I had a good day today, but nothing jumped out for a Daily Doodle topic, so I turned to the "this day in history" to read about thimbles! Thimbles make me think of my grandma, and that makes me happy. She had a beautiful thimble collection in a case right behind her front door that shone with glory. So of course I'm going to paint a thimble.
An interesting part about today's doodle is that it's my imaginative "most expensive thimble in the world". I could find information about a jewel encrusted thimble Queen Elizabeth I gave to one of her ladies-in-waiting that sold for 18,000 pounds in 2001, but no picture... So, you're welcome for the opulence.

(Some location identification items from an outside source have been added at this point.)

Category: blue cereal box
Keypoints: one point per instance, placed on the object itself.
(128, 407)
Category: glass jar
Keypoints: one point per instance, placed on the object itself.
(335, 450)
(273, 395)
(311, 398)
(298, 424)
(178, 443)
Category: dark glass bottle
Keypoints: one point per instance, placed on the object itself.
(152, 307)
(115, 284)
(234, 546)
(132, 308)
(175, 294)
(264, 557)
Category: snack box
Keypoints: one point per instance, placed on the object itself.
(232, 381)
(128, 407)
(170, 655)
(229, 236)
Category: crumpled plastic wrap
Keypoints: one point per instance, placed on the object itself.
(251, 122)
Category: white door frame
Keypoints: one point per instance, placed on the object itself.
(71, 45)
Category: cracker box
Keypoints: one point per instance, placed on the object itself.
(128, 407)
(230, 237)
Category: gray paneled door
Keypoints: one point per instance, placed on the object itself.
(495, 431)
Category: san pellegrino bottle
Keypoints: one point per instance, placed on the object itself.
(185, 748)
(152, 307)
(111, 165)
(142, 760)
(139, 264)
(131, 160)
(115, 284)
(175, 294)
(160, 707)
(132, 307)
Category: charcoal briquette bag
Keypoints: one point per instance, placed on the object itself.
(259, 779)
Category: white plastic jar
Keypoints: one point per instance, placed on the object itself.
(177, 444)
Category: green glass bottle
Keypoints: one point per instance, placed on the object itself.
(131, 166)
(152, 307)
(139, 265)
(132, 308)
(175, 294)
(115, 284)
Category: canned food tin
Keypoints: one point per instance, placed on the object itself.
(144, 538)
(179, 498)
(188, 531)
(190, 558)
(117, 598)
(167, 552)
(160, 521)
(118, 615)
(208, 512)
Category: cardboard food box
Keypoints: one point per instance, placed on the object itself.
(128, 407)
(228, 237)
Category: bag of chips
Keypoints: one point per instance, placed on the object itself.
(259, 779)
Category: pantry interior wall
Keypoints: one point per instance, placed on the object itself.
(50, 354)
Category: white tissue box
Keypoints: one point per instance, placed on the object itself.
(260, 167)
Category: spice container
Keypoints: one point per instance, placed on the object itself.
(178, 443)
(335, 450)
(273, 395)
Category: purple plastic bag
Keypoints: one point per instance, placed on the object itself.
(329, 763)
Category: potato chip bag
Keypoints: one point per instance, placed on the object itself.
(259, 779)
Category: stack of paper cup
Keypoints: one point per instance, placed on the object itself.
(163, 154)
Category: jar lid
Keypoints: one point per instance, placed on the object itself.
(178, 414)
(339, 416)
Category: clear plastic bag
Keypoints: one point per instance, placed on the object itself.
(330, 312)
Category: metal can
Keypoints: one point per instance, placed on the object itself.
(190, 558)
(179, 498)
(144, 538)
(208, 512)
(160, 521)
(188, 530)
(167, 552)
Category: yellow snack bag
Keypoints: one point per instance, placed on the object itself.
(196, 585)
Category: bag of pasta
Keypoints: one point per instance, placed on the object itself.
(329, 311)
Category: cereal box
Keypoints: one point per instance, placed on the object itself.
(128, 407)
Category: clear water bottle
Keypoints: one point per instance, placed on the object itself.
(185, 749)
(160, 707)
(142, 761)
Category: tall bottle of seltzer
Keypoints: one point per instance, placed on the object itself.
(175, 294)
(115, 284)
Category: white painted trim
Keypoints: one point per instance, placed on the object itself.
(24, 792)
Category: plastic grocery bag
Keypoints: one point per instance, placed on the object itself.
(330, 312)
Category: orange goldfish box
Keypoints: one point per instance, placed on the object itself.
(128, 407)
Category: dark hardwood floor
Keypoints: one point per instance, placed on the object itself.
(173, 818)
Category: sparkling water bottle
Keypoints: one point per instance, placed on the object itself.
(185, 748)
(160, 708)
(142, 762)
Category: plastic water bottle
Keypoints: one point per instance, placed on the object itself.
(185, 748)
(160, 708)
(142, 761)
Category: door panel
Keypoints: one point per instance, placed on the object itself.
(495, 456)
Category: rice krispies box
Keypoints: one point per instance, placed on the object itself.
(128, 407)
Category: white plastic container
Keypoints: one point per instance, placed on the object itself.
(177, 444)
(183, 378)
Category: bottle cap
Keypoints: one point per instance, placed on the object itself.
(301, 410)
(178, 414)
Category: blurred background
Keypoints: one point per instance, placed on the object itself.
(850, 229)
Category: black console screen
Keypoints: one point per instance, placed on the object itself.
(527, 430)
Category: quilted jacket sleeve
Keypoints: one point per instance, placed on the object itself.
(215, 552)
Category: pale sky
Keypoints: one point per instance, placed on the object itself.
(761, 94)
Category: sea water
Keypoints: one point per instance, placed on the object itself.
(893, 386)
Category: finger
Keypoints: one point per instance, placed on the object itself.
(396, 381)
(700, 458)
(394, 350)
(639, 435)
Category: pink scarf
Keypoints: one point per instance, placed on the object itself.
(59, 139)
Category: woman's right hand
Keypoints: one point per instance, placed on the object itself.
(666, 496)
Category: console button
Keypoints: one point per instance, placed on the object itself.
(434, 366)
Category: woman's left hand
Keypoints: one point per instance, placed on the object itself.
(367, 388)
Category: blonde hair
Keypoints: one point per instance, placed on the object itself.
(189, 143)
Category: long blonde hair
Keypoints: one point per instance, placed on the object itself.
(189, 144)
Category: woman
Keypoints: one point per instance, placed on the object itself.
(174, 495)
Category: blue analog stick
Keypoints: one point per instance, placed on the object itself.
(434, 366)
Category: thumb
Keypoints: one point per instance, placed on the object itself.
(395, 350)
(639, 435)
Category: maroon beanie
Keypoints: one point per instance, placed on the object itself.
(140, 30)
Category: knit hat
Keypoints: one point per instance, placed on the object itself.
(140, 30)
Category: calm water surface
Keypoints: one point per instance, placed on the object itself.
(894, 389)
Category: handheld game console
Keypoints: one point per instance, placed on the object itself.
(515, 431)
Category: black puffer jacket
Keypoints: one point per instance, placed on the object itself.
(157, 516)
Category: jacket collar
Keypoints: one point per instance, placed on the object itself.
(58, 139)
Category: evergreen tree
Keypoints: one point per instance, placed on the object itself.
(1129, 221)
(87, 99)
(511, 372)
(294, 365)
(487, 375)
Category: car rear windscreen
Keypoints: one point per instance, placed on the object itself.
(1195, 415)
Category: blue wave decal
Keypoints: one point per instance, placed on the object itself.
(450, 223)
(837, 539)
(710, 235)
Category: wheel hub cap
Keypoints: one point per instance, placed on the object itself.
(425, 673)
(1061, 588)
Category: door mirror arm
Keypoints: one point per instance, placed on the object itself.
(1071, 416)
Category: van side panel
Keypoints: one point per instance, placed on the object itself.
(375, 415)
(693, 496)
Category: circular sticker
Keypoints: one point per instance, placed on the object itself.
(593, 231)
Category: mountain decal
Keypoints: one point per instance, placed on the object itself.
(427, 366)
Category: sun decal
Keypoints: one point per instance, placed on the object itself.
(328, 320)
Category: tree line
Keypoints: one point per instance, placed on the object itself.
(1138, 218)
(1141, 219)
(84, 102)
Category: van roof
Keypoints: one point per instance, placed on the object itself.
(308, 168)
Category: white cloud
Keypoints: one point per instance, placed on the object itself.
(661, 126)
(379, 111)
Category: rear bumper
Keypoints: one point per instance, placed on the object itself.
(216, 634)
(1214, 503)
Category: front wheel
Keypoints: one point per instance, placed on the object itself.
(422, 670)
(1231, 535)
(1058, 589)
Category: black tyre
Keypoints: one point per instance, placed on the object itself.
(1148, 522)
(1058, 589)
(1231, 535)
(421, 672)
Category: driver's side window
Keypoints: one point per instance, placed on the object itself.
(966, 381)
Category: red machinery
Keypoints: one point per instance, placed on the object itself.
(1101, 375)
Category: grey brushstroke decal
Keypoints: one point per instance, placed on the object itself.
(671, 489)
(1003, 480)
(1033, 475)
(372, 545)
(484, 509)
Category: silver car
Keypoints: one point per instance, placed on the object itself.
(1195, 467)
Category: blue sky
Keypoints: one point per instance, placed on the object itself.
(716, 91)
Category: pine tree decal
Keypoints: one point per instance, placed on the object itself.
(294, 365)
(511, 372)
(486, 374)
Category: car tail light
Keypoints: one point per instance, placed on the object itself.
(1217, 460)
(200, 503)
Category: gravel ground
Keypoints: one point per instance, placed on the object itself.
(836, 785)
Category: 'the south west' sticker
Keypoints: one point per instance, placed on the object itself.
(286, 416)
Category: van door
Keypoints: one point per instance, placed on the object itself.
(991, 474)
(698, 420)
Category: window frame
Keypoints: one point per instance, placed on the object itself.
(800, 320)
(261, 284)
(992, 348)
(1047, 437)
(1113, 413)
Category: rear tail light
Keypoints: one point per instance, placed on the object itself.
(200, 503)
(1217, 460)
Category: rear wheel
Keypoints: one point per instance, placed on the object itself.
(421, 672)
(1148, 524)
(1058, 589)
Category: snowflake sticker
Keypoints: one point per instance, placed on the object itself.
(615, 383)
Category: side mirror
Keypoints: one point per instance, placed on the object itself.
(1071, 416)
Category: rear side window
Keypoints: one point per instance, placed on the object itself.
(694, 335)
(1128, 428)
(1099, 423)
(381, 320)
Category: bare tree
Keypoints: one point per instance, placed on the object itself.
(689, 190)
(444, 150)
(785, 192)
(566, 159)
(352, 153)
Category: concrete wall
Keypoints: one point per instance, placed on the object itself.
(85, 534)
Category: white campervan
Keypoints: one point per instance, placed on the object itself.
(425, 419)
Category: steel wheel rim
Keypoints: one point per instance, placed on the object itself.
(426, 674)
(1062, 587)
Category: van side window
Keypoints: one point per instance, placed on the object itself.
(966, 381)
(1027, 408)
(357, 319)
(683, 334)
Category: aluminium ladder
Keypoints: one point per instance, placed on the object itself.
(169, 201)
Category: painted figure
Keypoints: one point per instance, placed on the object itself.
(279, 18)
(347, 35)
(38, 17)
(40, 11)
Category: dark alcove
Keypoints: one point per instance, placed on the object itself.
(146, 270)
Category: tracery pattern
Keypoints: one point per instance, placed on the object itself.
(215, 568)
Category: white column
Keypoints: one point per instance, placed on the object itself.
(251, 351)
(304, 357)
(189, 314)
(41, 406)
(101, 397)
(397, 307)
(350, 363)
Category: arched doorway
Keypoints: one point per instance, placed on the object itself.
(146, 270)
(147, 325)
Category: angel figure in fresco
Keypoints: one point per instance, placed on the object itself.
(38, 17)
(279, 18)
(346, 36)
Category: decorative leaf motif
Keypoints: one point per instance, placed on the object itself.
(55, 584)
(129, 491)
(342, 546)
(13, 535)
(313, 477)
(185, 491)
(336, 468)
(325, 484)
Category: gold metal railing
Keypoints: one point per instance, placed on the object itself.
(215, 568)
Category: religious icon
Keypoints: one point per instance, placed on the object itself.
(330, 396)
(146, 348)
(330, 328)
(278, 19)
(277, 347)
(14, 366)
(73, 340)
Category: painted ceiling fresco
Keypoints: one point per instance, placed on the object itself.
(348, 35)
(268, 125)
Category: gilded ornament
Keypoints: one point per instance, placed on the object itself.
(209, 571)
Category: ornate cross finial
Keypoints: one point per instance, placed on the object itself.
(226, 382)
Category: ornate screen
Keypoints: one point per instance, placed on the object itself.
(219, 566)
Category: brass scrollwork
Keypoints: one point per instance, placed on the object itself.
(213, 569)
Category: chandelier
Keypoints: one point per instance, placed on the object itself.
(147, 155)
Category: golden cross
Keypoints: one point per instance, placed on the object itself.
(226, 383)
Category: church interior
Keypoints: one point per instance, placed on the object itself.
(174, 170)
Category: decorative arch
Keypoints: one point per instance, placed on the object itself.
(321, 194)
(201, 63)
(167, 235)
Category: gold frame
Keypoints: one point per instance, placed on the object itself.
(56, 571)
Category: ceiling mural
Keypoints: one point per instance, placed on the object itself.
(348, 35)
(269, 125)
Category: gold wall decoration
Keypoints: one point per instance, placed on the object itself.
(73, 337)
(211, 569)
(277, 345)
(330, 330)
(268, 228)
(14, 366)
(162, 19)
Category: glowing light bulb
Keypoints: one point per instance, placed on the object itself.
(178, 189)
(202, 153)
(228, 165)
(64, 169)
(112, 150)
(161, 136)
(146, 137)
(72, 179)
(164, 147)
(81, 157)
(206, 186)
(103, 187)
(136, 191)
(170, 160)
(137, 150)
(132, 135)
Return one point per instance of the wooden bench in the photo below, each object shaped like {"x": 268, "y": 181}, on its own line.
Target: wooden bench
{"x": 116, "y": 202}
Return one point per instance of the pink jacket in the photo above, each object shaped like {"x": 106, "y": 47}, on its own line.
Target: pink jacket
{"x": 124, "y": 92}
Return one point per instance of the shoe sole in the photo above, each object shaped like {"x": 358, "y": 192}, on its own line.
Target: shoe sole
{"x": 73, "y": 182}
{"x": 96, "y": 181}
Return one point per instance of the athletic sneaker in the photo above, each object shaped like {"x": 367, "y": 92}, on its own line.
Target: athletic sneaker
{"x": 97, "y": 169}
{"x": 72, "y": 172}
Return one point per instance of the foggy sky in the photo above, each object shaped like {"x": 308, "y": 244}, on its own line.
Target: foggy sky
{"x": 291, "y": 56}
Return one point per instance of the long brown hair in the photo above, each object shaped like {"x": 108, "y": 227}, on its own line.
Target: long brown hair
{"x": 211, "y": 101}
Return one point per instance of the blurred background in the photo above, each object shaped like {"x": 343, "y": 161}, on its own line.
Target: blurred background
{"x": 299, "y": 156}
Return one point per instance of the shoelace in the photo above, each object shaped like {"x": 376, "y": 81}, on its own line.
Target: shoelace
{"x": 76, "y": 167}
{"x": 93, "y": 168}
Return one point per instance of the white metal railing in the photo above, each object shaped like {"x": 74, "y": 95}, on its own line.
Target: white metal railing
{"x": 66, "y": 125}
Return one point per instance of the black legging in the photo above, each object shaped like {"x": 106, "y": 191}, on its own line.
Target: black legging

Early versions of thimbles have been around for 30,000 years. Excavations near Moscow produced bones used by mammoth hunters to stitch pearl embroideries onto pieces of leather. Around 10,000 years ago, pushing stones were used to push needles through leather. Around 2,500 years ago, bronze thimbles and needle pushers were used in the Mediterranean area.
As of 100 A.D. the Romans spread bronze thimbles across parts of Europe. Around 1500 the first thimble masterpieces were made in Nuremberg, Germany. Around 1700, the Dutchman John Lofting was given a patent for an "engine to make thimbles" in London beginning the thimble industry.
Do you have a digitabulist (also known as a thimble collector) in your life?